You are right IF the dog's natural instincts are all intact....

If NOT, you might not be right FOR YOUR PARTICULAR DOG...

That's the problem. You have no way of knowing ahead of time of it getting critical.

In "Raw Food for Dogs" I give a very lengthy example of how you calculate these things, particularly for dogs with kidney problems. Because this is the risk: too much stress of the kidneys. I also give references to where you can find more information about what analytical parameters are critical to know of, because they are different for raw-fed dogs than for kibble-fed dogs.

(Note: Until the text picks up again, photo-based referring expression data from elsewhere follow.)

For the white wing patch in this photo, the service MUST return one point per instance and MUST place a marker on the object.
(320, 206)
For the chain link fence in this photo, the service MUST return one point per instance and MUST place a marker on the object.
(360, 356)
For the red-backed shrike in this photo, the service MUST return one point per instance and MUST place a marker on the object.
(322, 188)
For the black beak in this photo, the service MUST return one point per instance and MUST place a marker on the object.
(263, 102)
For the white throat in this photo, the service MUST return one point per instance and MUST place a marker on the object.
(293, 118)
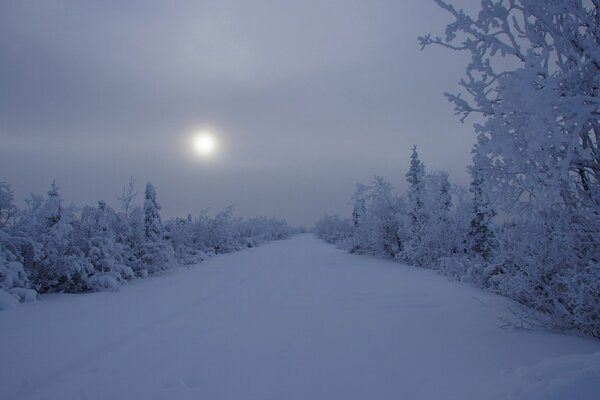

And you are right: modern vet standards refer to "normal" being a KIBBLE-FED dog! And those standards are often representing something UNHEALTHY!

You are not right because you make the same mistake as everybody else. "Average" is definitely NOT "optimal"!!!!

That kidney stress can be very much reduced by getting the dog to drink more water. Yes, a natural diet contains about 70% water, and dogs on such a diet generally have a much reduced need for water, compared to kibble-fed dogs that much drink a lot in order to compensate for the unnatural lack of water in their food.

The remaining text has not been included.